Special Education

Special Education Programming
& Services 

The Ironwood Area School District supports students through a variety of specialized instructional strategies and delivery models. Learning is an individual process in which each child will have the optimum opportunity to develop academically, socially, and emotionally. 
The continuum is fluid and programming options are highly individualized for each student based on their unique strengths and areas of need as determined by the IEP team.

The placement of students with disabilities in special classes, separate schools or other removal from the general education environment occurs only when the nature or severity of the disability is such that, even with the use of supplementary aids and services, education cannot be satisfactorily achieved.

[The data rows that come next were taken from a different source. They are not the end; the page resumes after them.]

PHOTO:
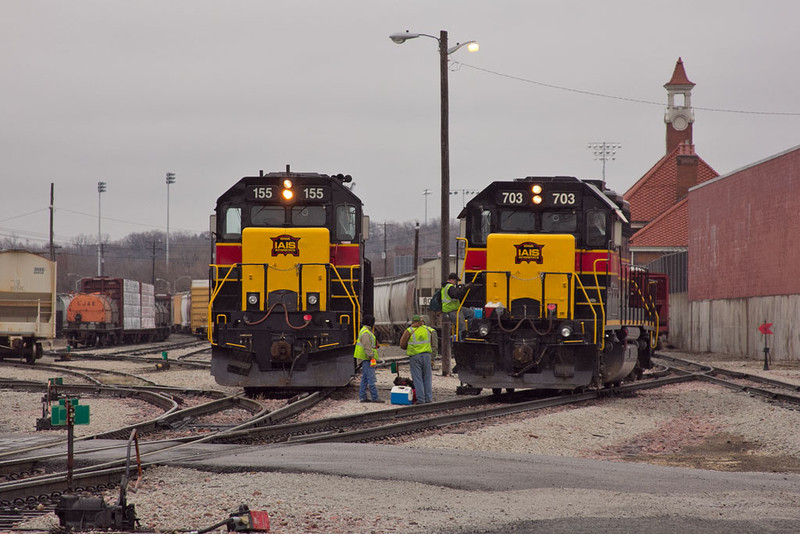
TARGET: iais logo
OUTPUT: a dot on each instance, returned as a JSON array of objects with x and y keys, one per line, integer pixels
[
  {"x": 286, "y": 245},
  {"x": 529, "y": 252}
]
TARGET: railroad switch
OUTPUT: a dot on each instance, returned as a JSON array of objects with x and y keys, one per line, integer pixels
[
  {"x": 165, "y": 364},
  {"x": 243, "y": 520},
  {"x": 92, "y": 513}
]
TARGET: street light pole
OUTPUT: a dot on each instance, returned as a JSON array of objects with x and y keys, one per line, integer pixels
[
  {"x": 426, "y": 192},
  {"x": 170, "y": 181},
  {"x": 444, "y": 52},
  {"x": 101, "y": 188},
  {"x": 445, "y": 127}
]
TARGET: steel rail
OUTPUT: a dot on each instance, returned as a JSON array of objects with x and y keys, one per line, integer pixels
[
  {"x": 104, "y": 473},
  {"x": 491, "y": 412}
]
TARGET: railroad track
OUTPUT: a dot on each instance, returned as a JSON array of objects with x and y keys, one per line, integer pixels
[
  {"x": 42, "y": 488},
  {"x": 762, "y": 387}
]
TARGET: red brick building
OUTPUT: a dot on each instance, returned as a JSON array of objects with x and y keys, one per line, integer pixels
[
  {"x": 743, "y": 232},
  {"x": 658, "y": 199}
]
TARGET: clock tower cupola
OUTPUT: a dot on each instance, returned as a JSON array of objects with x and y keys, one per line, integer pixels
[{"x": 679, "y": 116}]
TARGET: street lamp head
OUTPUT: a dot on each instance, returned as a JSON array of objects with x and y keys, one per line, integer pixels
[
  {"x": 401, "y": 37},
  {"x": 472, "y": 46}
]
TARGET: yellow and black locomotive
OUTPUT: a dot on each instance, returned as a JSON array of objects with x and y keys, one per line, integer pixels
[
  {"x": 558, "y": 304},
  {"x": 289, "y": 282}
]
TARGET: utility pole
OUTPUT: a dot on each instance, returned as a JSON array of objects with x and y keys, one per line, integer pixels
[
  {"x": 101, "y": 188},
  {"x": 170, "y": 181},
  {"x": 52, "y": 244},
  {"x": 604, "y": 151},
  {"x": 385, "y": 252},
  {"x": 154, "y": 264}
]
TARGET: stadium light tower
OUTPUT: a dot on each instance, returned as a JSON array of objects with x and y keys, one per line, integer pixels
[
  {"x": 604, "y": 151},
  {"x": 101, "y": 188},
  {"x": 170, "y": 181}
]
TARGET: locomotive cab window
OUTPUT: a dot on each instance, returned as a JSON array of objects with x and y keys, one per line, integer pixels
[
  {"x": 596, "y": 228},
  {"x": 559, "y": 222},
  {"x": 517, "y": 221},
  {"x": 481, "y": 226},
  {"x": 267, "y": 215},
  {"x": 309, "y": 216},
  {"x": 232, "y": 225},
  {"x": 345, "y": 223}
]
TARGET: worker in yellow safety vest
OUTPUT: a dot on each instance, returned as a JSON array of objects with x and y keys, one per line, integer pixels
[
  {"x": 367, "y": 353},
  {"x": 418, "y": 340},
  {"x": 452, "y": 295}
]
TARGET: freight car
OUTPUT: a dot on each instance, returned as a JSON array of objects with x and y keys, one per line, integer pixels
[
  {"x": 190, "y": 309},
  {"x": 289, "y": 283},
  {"x": 113, "y": 311},
  {"x": 398, "y": 298},
  {"x": 559, "y": 304},
  {"x": 181, "y": 312},
  {"x": 27, "y": 304}
]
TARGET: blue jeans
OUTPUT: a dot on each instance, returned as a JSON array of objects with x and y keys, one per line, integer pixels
[
  {"x": 422, "y": 376},
  {"x": 367, "y": 381}
]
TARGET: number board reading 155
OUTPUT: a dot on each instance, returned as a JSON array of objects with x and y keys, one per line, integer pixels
[
  {"x": 303, "y": 194},
  {"x": 526, "y": 197}
]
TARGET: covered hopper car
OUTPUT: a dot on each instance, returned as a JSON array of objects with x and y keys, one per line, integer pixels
[
  {"x": 27, "y": 304},
  {"x": 113, "y": 311}
]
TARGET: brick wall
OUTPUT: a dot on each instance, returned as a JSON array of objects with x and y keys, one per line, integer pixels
[{"x": 744, "y": 232}]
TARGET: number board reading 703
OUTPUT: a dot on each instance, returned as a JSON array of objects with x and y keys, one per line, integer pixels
[
  {"x": 525, "y": 197},
  {"x": 302, "y": 193}
]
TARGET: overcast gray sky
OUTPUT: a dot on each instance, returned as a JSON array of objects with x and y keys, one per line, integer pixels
[{"x": 126, "y": 91}]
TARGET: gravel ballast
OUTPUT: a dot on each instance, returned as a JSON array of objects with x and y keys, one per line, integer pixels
[{"x": 689, "y": 425}]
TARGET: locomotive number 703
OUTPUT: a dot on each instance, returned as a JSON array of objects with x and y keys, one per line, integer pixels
[
  {"x": 563, "y": 199},
  {"x": 512, "y": 197}
]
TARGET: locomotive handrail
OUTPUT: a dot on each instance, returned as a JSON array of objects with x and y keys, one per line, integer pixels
[
  {"x": 594, "y": 313},
  {"x": 654, "y": 312},
  {"x": 600, "y": 297},
  {"x": 217, "y": 287}
]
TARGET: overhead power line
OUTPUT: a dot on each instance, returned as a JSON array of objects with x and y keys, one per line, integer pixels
[{"x": 614, "y": 97}]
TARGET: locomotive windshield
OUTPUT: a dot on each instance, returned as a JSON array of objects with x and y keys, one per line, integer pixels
[
  {"x": 346, "y": 223},
  {"x": 517, "y": 221},
  {"x": 555, "y": 222}
]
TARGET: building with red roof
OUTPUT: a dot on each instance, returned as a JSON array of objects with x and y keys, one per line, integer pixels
[{"x": 656, "y": 198}]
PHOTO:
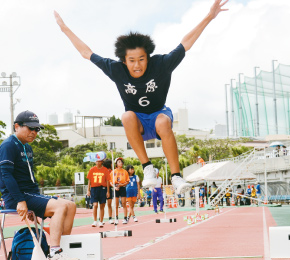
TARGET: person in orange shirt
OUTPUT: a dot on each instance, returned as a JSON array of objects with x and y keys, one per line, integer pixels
[
  {"x": 98, "y": 189},
  {"x": 121, "y": 178},
  {"x": 200, "y": 160}
]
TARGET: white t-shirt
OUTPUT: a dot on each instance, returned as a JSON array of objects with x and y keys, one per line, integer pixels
[{"x": 159, "y": 182}]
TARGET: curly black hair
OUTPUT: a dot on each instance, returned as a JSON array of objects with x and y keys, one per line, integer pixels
[
  {"x": 108, "y": 164},
  {"x": 132, "y": 41}
]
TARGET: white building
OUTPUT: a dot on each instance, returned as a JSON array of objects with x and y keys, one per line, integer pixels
[{"x": 92, "y": 129}]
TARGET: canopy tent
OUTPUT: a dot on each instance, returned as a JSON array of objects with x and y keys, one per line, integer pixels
[{"x": 218, "y": 172}]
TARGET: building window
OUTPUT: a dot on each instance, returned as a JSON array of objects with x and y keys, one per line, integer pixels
[
  {"x": 150, "y": 145},
  {"x": 129, "y": 147}
]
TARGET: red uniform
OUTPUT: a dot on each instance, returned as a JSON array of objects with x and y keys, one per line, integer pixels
[{"x": 98, "y": 176}]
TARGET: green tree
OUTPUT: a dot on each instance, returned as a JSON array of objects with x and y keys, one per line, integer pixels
[{"x": 113, "y": 121}]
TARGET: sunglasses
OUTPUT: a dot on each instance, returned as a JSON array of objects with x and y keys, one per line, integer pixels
[{"x": 36, "y": 129}]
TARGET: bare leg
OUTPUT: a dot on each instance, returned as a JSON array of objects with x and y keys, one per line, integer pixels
[
  {"x": 163, "y": 129},
  {"x": 123, "y": 199},
  {"x": 62, "y": 214},
  {"x": 95, "y": 210},
  {"x": 102, "y": 211},
  {"x": 133, "y": 129},
  {"x": 109, "y": 203}
]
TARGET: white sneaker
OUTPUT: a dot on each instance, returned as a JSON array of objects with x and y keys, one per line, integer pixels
[
  {"x": 60, "y": 255},
  {"x": 101, "y": 224},
  {"x": 180, "y": 185},
  {"x": 149, "y": 177}
]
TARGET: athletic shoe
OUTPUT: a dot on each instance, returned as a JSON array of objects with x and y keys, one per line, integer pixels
[
  {"x": 149, "y": 177},
  {"x": 101, "y": 224},
  {"x": 60, "y": 255},
  {"x": 180, "y": 185}
]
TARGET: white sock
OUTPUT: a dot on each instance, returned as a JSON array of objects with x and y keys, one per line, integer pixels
[{"x": 53, "y": 249}]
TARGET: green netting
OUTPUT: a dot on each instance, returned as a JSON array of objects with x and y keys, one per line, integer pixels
[{"x": 266, "y": 110}]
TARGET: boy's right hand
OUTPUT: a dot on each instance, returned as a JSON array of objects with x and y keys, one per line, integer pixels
[{"x": 58, "y": 19}]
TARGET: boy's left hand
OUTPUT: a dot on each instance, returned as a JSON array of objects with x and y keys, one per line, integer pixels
[{"x": 217, "y": 8}]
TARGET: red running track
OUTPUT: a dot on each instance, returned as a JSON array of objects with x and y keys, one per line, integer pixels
[{"x": 235, "y": 232}]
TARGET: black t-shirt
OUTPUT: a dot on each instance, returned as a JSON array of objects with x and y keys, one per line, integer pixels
[{"x": 148, "y": 93}]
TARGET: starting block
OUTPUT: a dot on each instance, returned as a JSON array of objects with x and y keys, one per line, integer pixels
[
  {"x": 85, "y": 246},
  {"x": 121, "y": 233},
  {"x": 166, "y": 220}
]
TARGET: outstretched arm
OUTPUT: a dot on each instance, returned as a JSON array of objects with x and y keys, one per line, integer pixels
[
  {"x": 83, "y": 49},
  {"x": 194, "y": 34}
]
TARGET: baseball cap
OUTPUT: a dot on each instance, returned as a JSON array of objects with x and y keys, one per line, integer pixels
[{"x": 29, "y": 118}]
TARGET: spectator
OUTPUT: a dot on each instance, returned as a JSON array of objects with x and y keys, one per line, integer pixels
[
  {"x": 253, "y": 195},
  {"x": 259, "y": 194},
  {"x": 121, "y": 177},
  {"x": 157, "y": 192},
  {"x": 228, "y": 196},
  {"x": 148, "y": 195},
  {"x": 200, "y": 161},
  {"x": 240, "y": 191},
  {"x": 20, "y": 190},
  {"x": 88, "y": 201},
  {"x": 213, "y": 190},
  {"x": 98, "y": 189},
  {"x": 132, "y": 191}
]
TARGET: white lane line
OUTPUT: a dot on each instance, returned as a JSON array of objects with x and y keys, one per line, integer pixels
[
  {"x": 266, "y": 238},
  {"x": 159, "y": 239}
]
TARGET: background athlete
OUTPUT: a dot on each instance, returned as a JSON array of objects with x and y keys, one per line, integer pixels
[{"x": 143, "y": 83}]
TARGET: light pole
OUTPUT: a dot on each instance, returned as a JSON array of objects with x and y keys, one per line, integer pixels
[{"x": 14, "y": 80}]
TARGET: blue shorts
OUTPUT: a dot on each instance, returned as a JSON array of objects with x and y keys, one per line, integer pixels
[
  {"x": 131, "y": 193},
  {"x": 111, "y": 194},
  {"x": 121, "y": 192},
  {"x": 148, "y": 122},
  {"x": 99, "y": 194},
  {"x": 35, "y": 202}
]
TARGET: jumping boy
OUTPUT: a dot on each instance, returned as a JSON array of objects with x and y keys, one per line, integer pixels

In this setting, students with a disability receive the same services and supports available to all students such as  
differentiated instructionuniversal design for learning and targeted intervention programs. 

Students receiving special education services can receive three variations of a high school diploma, from least to most restrictive: IASD diploma, Michigan Merit Curriculum (MMC) diploma, or the MMC modified with a Personal Curriculum.  

Those students who need the Essential Elements of the grade-level curriculum, as determined by their IEP team, will receive a certificate of achievement and are given the alternate state assessment, MI-ACCESS. 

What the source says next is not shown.